Interest for year 1 = Principal of loan * interest rate = 70,848 * 25% = 17,712

Principal paid in year 1 = Payment of year 1 - Interest of year 1 = 30,000 - 17,712 = $12,288

(d) If Mr Brown chooses to refinance, he will pay $25,000 for the next 4 years after year 1. i.e. in years 2,3,4&5.

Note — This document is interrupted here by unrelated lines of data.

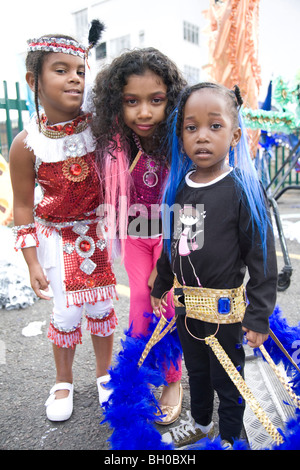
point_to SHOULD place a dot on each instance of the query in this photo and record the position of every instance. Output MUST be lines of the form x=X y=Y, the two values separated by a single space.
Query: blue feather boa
x=131 y=408
x=132 y=404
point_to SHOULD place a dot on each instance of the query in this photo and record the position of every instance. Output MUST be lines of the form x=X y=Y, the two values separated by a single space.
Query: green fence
x=9 y=126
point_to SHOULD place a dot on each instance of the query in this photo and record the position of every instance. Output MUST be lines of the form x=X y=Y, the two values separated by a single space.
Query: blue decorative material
x=132 y=404
x=224 y=305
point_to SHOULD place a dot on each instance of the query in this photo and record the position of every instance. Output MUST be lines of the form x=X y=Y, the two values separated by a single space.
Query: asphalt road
x=27 y=369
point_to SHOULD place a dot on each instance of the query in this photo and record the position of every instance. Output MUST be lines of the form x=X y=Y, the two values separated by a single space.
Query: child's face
x=207 y=131
x=144 y=103
x=61 y=86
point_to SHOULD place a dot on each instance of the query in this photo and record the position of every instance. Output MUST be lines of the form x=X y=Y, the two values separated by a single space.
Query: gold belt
x=210 y=305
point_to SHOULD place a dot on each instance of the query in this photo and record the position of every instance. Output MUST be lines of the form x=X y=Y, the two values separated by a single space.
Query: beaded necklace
x=58 y=131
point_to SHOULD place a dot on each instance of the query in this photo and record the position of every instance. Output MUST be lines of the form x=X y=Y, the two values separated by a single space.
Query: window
x=192 y=74
x=119 y=45
x=141 y=38
x=81 y=23
x=101 y=51
x=190 y=32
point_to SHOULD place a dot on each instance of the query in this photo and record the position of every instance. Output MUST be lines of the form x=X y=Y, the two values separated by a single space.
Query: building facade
x=173 y=26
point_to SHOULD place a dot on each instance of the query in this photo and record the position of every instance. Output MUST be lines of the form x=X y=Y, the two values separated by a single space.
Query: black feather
x=95 y=32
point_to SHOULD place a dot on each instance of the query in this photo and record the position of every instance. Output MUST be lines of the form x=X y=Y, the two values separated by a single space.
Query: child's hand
x=152 y=278
x=157 y=305
x=255 y=339
x=39 y=281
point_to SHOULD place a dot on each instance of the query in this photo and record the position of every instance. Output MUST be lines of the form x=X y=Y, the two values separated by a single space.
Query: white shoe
x=62 y=408
x=104 y=392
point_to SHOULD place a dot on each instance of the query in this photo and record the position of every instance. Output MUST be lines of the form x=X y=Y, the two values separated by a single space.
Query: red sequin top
x=70 y=188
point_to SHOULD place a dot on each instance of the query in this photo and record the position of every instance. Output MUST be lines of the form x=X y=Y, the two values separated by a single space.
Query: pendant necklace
x=150 y=177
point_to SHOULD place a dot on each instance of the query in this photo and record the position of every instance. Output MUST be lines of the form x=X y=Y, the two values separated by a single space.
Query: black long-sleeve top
x=227 y=245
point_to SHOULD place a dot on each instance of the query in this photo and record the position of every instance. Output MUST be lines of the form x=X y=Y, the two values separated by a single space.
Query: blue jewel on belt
x=224 y=305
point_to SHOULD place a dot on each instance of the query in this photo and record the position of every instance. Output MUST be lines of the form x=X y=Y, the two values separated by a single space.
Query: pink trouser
x=140 y=259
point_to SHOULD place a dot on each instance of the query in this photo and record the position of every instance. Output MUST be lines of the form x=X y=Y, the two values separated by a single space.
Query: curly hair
x=108 y=121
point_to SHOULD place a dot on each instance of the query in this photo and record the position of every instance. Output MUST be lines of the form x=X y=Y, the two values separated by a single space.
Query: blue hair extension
x=179 y=165
x=248 y=180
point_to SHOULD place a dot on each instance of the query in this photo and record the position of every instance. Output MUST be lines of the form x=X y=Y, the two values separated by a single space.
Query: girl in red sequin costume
x=61 y=236
x=133 y=98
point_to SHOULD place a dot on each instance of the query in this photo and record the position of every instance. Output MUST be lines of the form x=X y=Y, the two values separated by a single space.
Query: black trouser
x=206 y=374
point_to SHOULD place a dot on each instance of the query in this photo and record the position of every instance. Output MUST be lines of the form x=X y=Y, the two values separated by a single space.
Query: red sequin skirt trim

Amount of loan refinanced at the end of year 1 = 70,848 - 12,288 = $58,560

Present value at the end of year 1 for the future installments @ 25% rate of interest

Annuity factor = [ 1 - (1+rate of interest) ^ (-)number of installments ] / rate of interest

= [ 1 - (1.25)^-4 ] / 0.25

= (1 - 0.4096 ) / 0.25 = 2.3616

Present value at the end of year 1 for the future installments @ 25% rate of interest = annuity factor * yearly payments

= $ 59,050.

Since the present value of the payments under the refinancing option is higher than the amount acutally due at the end of year one (of the in service loan), Mr. Brown should not opt for the refinancing option.